Ukryta przez dekady, jedna z najstarszych na świecie kolekcji posągów i rzeźb rzymskich jest tak olśniewająca, że wybitny archeolog raz przebrał się za śmieciarza, aby tylko móc rzucić na nie okiem.
Przez dekady duża kolekcja dzieł pochodzących z czasów antycznych Rzymian znajdowała się w prywatnych rękach rodziny Torlonia. Ród ten jest jednym z najbogatszych we Włoszech, a dorobił się w bankowości w XVIII wieku. Stopniowo jej zamożni członkowie zakupywali i kolekcjonowali unikalne zabytki Rzymian. Duża część przedmiotów znajdowała się przez lata w podziemiach rodzinnego pałacu w Trastevere, w centralnej dzielnicy Rzymu.

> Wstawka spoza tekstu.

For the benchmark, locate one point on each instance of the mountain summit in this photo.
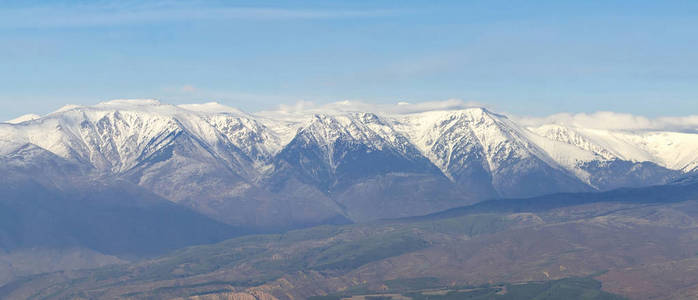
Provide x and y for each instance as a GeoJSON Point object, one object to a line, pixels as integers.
{"type": "Point", "coordinates": [304, 169]}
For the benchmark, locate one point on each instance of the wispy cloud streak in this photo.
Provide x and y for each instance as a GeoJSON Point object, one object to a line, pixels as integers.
{"type": "Point", "coordinates": [121, 13]}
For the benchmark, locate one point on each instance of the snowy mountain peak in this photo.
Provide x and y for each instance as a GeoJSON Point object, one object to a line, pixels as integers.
{"type": "Point", "coordinates": [118, 135]}
{"type": "Point", "coordinates": [23, 118]}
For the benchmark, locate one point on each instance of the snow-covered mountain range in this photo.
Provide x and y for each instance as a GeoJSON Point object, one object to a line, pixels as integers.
{"type": "Point", "coordinates": [304, 168]}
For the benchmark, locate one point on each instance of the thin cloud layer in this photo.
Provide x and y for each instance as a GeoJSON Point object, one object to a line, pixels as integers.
{"type": "Point", "coordinates": [129, 12]}
{"type": "Point", "coordinates": [308, 107]}
{"type": "Point", "coordinates": [615, 121]}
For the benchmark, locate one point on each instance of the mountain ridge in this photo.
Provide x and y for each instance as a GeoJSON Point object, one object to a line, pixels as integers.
{"type": "Point", "coordinates": [240, 168]}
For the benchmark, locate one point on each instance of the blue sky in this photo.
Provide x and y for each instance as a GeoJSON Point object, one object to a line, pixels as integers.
{"type": "Point", "coordinates": [521, 57]}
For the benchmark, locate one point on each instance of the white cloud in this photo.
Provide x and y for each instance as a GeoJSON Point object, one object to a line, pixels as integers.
{"type": "Point", "coordinates": [188, 88]}
{"type": "Point", "coordinates": [130, 12]}
{"type": "Point", "coordinates": [615, 121]}
{"type": "Point", "coordinates": [402, 107]}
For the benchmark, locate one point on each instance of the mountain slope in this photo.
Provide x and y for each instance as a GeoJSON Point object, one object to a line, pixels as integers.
{"type": "Point", "coordinates": [275, 171]}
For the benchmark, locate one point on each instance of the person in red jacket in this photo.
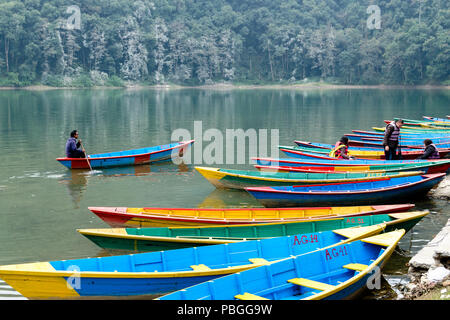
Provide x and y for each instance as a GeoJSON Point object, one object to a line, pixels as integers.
{"type": "Point", "coordinates": [340, 149]}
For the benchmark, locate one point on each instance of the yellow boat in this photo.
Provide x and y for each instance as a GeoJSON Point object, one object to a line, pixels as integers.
{"type": "Point", "coordinates": [167, 217]}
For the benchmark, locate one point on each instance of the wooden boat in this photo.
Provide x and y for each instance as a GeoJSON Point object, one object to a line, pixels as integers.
{"type": "Point", "coordinates": [129, 157]}
{"type": "Point", "coordinates": [434, 119]}
{"type": "Point", "coordinates": [160, 272]}
{"type": "Point", "coordinates": [424, 123]}
{"type": "Point", "coordinates": [403, 134]}
{"type": "Point", "coordinates": [337, 169]}
{"type": "Point", "coordinates": [152, 239]}
{"type": "Point", "coordinates": [340, 272]}
{"type": "Point", "coordinates": [381, 191]}
{"type": "Point", "coordinates": [428, 166]}
{"type": "Point", "coordinates": [240, 179]}
{"type": "Point", "coordinates": [167, 217]}
{"type": "Point", "coordinates": [422, 130]}
{"type": "Point", "coordinates": [368, 144]}
{"type": "Point", "coordinates": [409, 140]}
{"type": "Point", "coordinates": [302, 153]}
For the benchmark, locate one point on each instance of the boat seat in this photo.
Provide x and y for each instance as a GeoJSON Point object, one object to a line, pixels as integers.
{"type": "Point", "coordinates": [311, 284]}
{"type": "Point", "coordinates": [200, 267]}
{"type": "Point", "coordinates": [249, 296]}
{"type": "Point", "coordinates": [258, 261]}
{"type": "Point", "coordinates": [356, 266]}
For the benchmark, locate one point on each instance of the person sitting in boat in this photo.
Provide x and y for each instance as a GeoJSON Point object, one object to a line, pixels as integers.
{"type": "Point", "coordinates": [340, 150]}
{"type": "Point", "coordinates": [73, 146]}
{"type": "Point", "coordinates": [431, 151]}
{"type": "Point", "coordinates": [391, 140]}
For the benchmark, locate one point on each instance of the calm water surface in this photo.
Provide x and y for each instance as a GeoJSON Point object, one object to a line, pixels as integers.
{"type": "Point", "coordinates": [43, 203]}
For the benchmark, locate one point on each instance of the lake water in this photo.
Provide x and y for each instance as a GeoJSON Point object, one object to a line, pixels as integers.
{"type": "Point", "coordinates": [43, 203]}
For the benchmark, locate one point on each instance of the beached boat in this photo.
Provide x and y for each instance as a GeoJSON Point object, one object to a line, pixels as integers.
{"type": "Point", "coordinates": [403, 134]}
{"type": "Point", "coordinates": [168, 217]}
{"type": "Point", "coordinates": [159, 272]}
{"type": "Point", "coordinates": [240, 179]}
{"type": "Point", "coordinates": [129, 157]}
{"type": "Point", "coordinates": [153, 239]}
{"type": "Point", "coordinates": [304, 153]}
{"type": "Point", "coordinates": [423, 123]}
{"type": "Point", "coordinates": [435, 119]}
{"type": "Point", "coordinates": [341, 272]}
{"type": "Point", "coordinates": [422, 131]}
{"type": "Point", "coordinates": [393, 190]}
{"type": "Point", "coordinates": [370, 144]}
{"type": "Point", "coordinates": [428, 166]}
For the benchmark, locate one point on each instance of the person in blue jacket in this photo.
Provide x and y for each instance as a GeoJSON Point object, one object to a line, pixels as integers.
{"type": "Point", "coordinates": [73, 146]}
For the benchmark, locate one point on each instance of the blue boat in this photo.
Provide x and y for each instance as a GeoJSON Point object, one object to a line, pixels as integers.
{"type": "Point", "coordinates": [340, 272]}
{"type": "Point", "coordinates": [356, 193]}
{"type": "Point", "coordinates": [155, 273]}
{"type": "Point", "coordinates": [129, 157]}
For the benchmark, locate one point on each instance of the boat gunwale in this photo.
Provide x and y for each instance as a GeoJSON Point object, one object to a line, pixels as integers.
{"type": "Point", "coordinates": [179, 145]}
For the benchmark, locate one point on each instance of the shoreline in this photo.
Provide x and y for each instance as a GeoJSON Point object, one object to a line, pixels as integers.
{"type": "Point", "coordinates": [226, 86]}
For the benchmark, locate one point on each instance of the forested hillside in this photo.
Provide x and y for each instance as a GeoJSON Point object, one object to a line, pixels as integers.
{"type": "Point", "coordinates": [209, 41]}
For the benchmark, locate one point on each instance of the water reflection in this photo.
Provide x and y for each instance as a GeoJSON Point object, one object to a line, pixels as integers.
{"type": "Point", "coordinates": [221, 198]}
{"type": "Point", "coordinates": [76, 183]}
{"type": "Point", "coordinates": [76, 180]}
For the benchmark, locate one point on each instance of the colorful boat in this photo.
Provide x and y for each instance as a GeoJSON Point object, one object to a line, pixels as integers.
{"type": "Point", "coordinates": [340, 272]}
{"type": "Point", "coordinates": [304, 153]}
{"type": "Point", "coordinates": [415, 135]}
{"type": "Point", "coordinates": [370, 144]}
{"type": "Point", "coordinates": [240, 179]}
{"type": "Point", "coordinates": [411, 141]}
{"type": "Point", "coordinates": [424, 123]}
{"type": "Point", "coordinates": [155, 273]}
{"type": "Point", "coordinates": [428, 166]}
{"type": "Point", "coordinates": [152, 239]}
{"type": "Point", "coordinates": [434, 119]}
{"type": "Point", "coordinates": [167, 217]}
{"type": "Point", "coordinates": [129, 157]}
{"type": "Point", "coordinates": [389, 190]}
{"type": "Point", "coordinates": [422, 130]}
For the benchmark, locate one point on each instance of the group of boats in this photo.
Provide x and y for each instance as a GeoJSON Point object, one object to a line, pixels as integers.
{"type": "Point", "coordinates": [325, 226]}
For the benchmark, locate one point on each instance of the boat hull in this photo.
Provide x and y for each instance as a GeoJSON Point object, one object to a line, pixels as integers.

Legenda mówi, że znany i ceniony archeolog Rannuccio Bianchi Bandinelli niegdyś przebrał się za śmieciarza, aby tylko móc ujrzeć przechowywane w domu rodziny zabytki.
Ostatecznie dzięki porozumieniu się włoskiego ministerstwa kultury i fundacji rodzinnej zabytki zostaną wystawione na widok publiczny.
W kolekcji znajduje się od 60 do 90 artefaktów, które znajdą się na wystawie w Rzymie w drugiej połowie 2017 roku.
Cały czas jednak władze Italii starają się odzyskać posągi z prywatnych rąk. Do tej pory wciąż bez rezultatu.